In vivo carcinogenesis studies have also shown that carcinogenesis is a multistage process comprising clearly distinguishable initiation, promotion, and progression.9,10 In vitro CTA can partially imitate initiation and promotion.11,12 In general, many genotoxic carcinogens cause initiation, and many nongenotoxic carcinogens cause promotion.13 Some of the in vitro assays published in the OCED guidelines detect initiator with genotoxicity as an index. Bhas 42 CTA is to predict carcinogenesis of compounds, which is the only method published in the OECD guidance document that can distinguish tumor promoters and initiators.14,15.
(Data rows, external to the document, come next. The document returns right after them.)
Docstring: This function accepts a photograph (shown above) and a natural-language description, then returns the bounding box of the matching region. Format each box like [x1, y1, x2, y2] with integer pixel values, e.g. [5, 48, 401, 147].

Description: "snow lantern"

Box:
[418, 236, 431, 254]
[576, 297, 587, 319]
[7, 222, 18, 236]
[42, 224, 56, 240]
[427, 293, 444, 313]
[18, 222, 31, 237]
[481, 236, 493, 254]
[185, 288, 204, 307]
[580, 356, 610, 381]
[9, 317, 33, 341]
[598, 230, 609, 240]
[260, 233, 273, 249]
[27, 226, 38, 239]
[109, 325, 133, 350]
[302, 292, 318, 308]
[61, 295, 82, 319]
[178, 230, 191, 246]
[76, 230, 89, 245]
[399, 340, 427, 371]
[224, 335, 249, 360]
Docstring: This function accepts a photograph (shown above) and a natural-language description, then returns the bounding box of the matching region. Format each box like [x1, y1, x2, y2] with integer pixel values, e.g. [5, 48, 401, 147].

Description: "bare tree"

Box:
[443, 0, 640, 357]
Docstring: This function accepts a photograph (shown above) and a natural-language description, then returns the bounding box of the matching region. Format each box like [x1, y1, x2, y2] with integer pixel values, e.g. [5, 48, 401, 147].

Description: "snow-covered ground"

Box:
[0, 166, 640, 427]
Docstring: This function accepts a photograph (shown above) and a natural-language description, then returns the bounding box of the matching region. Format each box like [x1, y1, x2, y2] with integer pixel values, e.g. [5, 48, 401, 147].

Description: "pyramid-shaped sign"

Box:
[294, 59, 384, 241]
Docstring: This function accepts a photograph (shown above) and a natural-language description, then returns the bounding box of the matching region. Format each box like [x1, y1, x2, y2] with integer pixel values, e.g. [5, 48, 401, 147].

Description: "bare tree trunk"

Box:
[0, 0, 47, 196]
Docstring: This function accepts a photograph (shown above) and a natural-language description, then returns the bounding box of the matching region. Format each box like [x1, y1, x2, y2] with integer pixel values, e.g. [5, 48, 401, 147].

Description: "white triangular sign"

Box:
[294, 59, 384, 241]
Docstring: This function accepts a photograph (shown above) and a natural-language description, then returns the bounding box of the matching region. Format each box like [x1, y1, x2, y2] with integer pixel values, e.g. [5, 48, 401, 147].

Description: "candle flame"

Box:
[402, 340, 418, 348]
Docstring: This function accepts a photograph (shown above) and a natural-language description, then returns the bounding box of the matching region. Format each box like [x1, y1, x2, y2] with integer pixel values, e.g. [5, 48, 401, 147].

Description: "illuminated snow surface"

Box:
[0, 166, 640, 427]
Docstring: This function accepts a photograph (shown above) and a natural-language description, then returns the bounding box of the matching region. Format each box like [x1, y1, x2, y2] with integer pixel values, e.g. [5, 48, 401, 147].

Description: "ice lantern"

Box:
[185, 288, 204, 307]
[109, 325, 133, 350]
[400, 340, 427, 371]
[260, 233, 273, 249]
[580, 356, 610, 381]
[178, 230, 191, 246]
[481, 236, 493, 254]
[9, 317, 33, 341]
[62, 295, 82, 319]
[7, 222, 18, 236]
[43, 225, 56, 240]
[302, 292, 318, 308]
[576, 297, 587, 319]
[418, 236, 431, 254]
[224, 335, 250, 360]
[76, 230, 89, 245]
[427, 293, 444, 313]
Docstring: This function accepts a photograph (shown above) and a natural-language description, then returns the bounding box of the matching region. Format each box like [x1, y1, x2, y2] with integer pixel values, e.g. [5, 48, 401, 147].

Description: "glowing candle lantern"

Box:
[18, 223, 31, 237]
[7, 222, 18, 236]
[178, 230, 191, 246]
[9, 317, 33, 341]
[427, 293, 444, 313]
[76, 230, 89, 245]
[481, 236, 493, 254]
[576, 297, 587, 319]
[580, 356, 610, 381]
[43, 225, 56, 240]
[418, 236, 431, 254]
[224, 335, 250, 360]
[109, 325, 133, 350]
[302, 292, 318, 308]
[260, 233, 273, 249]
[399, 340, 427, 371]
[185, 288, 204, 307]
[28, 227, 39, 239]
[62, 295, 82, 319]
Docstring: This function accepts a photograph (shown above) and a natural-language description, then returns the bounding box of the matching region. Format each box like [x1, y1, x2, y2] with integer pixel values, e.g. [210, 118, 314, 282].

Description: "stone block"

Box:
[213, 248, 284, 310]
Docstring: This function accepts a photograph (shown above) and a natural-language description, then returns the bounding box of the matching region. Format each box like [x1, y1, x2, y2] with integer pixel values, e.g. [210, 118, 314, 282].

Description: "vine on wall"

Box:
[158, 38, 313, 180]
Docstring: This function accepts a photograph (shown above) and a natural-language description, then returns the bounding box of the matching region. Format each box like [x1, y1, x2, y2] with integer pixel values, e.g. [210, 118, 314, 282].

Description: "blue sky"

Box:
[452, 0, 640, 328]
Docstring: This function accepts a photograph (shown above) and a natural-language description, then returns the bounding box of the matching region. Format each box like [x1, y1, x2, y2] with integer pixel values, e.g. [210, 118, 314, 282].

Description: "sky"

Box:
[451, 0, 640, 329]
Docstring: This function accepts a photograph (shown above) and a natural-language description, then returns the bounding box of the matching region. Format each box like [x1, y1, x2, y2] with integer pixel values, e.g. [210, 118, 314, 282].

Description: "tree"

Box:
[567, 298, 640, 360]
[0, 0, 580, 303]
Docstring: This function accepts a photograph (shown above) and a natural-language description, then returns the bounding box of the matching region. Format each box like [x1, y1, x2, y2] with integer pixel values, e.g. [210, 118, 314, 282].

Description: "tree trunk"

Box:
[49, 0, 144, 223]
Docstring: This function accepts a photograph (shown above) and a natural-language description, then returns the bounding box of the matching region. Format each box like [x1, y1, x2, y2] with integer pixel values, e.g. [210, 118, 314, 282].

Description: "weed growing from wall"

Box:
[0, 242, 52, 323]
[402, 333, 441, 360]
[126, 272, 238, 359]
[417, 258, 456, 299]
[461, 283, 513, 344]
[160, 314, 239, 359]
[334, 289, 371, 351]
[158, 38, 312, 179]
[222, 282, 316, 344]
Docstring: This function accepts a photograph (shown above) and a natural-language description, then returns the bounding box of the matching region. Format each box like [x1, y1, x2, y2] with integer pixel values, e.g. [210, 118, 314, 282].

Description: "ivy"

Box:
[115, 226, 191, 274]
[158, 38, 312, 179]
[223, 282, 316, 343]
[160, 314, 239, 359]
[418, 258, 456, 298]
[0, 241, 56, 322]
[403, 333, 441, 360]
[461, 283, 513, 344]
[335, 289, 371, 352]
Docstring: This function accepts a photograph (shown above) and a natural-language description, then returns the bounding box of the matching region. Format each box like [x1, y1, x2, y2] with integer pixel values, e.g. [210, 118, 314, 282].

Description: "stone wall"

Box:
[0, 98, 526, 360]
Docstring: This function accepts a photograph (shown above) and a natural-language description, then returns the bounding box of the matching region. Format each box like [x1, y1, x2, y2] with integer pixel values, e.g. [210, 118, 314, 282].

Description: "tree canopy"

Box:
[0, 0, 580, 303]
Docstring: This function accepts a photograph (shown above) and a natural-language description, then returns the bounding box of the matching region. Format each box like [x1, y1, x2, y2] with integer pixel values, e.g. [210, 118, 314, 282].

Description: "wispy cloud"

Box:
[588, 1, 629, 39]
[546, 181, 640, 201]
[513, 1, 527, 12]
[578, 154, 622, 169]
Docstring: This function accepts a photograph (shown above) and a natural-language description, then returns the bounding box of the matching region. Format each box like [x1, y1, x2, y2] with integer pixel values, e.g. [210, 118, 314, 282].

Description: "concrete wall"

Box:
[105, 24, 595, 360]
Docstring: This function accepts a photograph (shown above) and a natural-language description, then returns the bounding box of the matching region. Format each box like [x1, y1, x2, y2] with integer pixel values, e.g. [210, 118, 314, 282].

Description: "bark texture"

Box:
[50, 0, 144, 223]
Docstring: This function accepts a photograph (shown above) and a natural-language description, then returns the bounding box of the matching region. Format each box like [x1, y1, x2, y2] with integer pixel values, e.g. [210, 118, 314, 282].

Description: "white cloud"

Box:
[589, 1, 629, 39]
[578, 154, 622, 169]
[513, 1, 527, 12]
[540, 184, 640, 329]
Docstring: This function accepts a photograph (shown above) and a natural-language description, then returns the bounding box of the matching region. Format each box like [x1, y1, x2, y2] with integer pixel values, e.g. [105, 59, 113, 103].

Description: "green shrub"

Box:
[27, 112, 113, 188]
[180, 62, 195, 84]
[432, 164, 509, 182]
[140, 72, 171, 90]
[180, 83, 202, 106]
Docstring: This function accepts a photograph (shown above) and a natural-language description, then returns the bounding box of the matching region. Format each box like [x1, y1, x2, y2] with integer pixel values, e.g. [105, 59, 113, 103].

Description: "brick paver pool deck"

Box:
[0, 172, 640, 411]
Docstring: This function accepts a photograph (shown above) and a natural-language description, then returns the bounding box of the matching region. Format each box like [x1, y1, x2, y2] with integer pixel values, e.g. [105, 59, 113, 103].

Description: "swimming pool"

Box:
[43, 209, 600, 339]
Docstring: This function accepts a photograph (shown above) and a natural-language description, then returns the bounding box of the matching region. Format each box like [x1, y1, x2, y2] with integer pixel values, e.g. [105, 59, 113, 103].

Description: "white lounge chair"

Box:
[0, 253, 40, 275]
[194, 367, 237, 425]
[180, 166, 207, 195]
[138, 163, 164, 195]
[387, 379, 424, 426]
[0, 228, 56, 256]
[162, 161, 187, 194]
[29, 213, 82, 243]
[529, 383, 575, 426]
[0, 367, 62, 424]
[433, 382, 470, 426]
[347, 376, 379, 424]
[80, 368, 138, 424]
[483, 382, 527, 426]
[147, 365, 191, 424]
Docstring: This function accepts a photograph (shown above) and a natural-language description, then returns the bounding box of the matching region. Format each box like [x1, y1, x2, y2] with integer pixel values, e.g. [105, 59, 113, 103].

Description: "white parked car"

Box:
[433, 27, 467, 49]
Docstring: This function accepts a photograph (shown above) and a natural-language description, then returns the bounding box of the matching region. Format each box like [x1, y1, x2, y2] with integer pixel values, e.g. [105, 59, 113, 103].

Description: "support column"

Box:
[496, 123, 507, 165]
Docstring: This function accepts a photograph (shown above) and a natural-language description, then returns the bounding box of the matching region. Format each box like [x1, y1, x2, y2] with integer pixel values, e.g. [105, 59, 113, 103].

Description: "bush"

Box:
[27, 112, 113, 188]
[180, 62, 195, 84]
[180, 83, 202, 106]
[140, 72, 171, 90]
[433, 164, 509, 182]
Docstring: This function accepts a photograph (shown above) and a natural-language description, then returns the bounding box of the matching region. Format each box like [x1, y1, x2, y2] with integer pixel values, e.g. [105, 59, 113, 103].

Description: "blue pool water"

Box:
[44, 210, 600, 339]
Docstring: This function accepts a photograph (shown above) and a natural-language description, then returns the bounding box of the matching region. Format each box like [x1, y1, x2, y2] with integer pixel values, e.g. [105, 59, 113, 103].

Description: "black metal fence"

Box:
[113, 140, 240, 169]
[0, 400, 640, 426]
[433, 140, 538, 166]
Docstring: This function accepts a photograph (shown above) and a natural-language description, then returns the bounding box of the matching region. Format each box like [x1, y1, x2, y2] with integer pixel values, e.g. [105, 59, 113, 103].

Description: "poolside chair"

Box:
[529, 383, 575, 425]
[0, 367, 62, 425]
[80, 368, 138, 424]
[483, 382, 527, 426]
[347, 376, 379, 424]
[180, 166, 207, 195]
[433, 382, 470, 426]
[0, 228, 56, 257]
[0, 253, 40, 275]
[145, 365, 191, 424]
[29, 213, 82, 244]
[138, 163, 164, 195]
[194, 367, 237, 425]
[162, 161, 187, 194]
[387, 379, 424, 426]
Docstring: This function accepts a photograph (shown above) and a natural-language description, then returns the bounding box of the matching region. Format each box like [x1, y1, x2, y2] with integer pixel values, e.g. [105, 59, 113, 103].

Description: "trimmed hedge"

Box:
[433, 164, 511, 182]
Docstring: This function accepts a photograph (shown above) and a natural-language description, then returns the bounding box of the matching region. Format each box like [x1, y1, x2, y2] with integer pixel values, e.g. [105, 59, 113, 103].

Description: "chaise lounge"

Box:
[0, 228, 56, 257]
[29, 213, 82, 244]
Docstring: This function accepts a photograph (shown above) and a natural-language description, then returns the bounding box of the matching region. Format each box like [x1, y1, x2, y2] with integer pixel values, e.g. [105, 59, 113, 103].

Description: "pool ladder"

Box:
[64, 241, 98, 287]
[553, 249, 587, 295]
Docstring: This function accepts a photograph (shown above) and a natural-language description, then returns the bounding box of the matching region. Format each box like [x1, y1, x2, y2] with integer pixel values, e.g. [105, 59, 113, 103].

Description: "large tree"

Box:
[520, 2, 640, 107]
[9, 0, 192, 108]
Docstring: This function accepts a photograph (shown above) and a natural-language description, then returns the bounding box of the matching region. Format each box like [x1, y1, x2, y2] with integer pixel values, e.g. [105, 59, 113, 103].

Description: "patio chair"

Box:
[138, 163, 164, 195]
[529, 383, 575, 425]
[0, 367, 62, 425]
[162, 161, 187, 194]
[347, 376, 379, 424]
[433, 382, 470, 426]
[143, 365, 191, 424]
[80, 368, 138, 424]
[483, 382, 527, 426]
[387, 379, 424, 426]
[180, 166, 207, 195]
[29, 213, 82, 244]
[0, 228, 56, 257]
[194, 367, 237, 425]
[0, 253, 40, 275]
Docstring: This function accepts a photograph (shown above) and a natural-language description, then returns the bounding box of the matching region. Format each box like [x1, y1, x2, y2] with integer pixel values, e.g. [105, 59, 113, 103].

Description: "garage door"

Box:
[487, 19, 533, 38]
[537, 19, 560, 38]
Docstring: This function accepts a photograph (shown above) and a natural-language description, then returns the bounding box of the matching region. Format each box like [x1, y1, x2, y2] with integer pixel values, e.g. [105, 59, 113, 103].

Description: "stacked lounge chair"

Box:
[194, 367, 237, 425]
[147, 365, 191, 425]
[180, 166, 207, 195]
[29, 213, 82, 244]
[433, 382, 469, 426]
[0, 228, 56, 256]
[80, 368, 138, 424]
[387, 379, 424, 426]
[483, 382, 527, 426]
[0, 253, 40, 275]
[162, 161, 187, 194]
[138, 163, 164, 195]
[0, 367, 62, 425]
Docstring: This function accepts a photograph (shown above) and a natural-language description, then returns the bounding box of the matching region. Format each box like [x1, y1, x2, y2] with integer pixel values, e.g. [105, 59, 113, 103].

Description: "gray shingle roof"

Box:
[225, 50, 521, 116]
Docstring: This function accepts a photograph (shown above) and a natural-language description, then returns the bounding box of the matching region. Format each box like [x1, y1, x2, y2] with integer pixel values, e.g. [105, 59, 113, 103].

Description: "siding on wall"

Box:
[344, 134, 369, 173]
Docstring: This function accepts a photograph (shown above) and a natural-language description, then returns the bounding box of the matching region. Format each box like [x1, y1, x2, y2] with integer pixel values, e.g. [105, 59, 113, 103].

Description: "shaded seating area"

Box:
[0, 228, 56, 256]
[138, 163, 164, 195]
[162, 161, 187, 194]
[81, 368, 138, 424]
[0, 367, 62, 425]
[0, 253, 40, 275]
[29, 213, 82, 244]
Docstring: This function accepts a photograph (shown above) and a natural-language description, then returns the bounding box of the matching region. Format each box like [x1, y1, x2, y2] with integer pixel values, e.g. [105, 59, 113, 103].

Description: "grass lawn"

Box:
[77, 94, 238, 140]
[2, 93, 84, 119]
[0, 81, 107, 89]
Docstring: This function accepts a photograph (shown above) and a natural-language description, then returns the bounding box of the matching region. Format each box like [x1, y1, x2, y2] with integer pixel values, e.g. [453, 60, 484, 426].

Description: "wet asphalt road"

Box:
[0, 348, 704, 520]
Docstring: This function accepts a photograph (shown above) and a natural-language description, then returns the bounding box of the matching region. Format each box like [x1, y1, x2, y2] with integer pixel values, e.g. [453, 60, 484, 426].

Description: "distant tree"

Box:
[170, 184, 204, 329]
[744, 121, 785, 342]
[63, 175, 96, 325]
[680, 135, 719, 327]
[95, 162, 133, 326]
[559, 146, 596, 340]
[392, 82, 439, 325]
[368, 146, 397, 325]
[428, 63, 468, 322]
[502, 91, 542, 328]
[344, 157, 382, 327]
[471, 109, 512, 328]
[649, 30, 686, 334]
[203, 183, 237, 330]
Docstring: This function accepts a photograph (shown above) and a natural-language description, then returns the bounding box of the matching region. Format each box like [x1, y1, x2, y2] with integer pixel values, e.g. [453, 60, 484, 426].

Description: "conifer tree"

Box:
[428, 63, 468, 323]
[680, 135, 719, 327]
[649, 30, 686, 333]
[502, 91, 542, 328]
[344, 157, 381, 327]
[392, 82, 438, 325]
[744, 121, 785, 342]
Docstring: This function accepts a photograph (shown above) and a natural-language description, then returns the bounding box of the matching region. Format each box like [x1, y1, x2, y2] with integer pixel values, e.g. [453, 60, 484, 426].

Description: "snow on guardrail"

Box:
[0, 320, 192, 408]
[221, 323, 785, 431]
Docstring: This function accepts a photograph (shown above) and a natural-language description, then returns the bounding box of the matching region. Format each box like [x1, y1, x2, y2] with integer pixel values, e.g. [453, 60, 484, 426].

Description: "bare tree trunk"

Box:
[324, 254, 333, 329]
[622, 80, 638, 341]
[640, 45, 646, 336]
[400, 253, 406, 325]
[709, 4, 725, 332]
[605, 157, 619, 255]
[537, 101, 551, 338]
Bhas 42 cells were established by introducing the v-Ha-ras gene into Balb/3T3 A31-1–1 cells.16 These cells form a contact-inhibited confluent monolayer, but when exposed to carcinogens, the transformed cells proliferate to form transformed foci. The Bhas 42 CTA evaluates the potential of chemicals to cause initiation or promotion using the frequency of focus occurrence as an index.17 In the promotion test, the exposure of cells to chemicals is carried out at a higher cell density than the initiation test. Subcutaneous implantation of untransformed Bhas 42 cells into a nude mouse did not form a tumor, but transformed focus cells showed 100% tumorigenicity (four out of four).18 Further, the expression of the v-Ha-ras gene is 2 to 14 times higher in focus cells than in untransformed cells.15 In addition to the multilaboratory collaborative study of Bhas 42 CTA, an international validation study of the Bhas 42 CTA has been conducted by the Japanese Center for the Validation of Alternative Methods (JaCVAM).19,20 EURL ECVAM reviewed the studies and recommended Bhas 42 CTA based on its transferability, reproducibility and relevance of the protocol.21 However, EURL ECVAM also points out that sufficient education and training for determiners are essential because focus scoring is done visually.15 A photo catalog of various examples of untransformed and transformed foci are provided to assist in distinguishing transformed foci and nontransformed cell clusters. Nevertheless, the scoring task is labor intensive, time-consuming, and inevitably subjective because various morphological foci are observed.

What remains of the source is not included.